# **K-Nearest Neighbors (KNN)**

K-Nearest Neighbors (KNN) is a **non-parametric, instance-based learning algorithm** used for classification and regression tasks. It makes predictions based on the similarity between data points, measured using distance metrics.

---

## **Key Concepts**

### **1. Distance Metrics**
KNN relies on distance measures to identify the closest neighbors to a given data point. Common distance metrics include:

- **Euclidean Distance**:  
  $ d = \sqrt{\sum_{i=1}^{n} (x_i - y_i)^2} $  
  Used when the magnitude of differences between features is important. Suitable for continuous variables.

- **Manhattan Distance** (L1 Norm):  
  $ d = \sum_{i=1}^{n} |x_i - y_i| $  
  Measures the absolute differences along each axis. Suitable for cases where movement is constrained to grid-like paths.
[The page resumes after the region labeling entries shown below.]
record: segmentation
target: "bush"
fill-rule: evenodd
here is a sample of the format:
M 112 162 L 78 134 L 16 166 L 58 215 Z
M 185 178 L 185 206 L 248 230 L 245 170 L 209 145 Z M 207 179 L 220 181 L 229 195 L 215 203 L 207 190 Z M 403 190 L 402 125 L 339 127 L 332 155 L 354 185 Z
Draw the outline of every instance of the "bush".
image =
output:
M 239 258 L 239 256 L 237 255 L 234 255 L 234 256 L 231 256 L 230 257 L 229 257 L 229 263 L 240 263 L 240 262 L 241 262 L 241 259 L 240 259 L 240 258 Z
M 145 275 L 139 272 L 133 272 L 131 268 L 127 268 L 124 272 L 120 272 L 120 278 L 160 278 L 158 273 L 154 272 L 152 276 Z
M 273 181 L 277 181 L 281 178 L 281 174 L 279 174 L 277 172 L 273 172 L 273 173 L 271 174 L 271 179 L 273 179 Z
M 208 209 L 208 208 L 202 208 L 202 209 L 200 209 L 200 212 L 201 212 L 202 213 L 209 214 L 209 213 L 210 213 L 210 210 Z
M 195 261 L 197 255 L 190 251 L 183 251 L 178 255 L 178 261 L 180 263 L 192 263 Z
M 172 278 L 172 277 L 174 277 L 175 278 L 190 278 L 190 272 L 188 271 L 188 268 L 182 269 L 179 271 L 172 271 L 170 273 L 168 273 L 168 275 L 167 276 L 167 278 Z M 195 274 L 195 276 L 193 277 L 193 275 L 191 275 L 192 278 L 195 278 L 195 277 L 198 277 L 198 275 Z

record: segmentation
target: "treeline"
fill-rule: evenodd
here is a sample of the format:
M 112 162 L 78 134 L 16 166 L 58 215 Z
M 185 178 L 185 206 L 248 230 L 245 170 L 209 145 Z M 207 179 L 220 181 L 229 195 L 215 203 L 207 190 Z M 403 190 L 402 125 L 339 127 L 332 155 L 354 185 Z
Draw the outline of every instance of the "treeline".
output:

- **Minkowski Distance**:  
  $ d = \left( \sum_{i=1}^{n} |x_i - y_i|^p \right)^{1/p} $  
  Generalization of Euclidean and Manhattan distances. For $ p=2 $, it becomes Euclidean; for $ p=1 $, it becomes Manhattan.

- **Hamming Distance**:  
  Counts the number of differing attributes. Suitable for categorical data.

---

### **2. Choosing the Number of Neighbors ($k$)**
- **Small $k$**: The model is sensitive to noise, leading to overfitting.  
- **Large $k$**: The model generalizes better but may underfit, as the predictions rely on more distant neighbors.  
- Optimal $k$ is often found using cross-validation.

---

### **3. Weighted Voting**
- In KNN classification, each neighbor can contribute a **weighted vote** based on its distance to the target point. Closer neighbors receive higher weights:
  $ \text{Weight} = \frac{1}{d} $  
  where $ d $ is the distance to the target point.

---

### **4. Normalization**
Since KNN is sensitive to feature scaling, data should be normalized or standardized to ensure that features with larger ranges do not dominate distance calculations.

---

## **Advantages**
1. Simple to understand and implement.  
2. Flexible for both classification and regression tasks.  
3. No explicit training phase (lazy learning).

---

## **Disadvantages**
1. Computationally expensive during prediction for large datasets.  
2. Sensitive to irrelevant or highly correlated features.  
3. Requires careful choice of distance metric and $k$.  

---

## **Improving KNN Performance**
- **Feature Scaling**: Use standardization or normalization to balance feature influence.  
- **Optimal $k$**: Use cross-validation to select the best $k$.  
- **Weighted Voting**: Give more weight to closer neighbors.  
- **Dimensionality Reduction**: Use techniques like PCA to reduce noise and computational cost.  

---

KNN is most effective for small to medium-sized datasets with well-separated classes. Choosing the appropriate distance metric, $k$, and feature preprocessing is crucial for achieving high accuracy and robust predictions.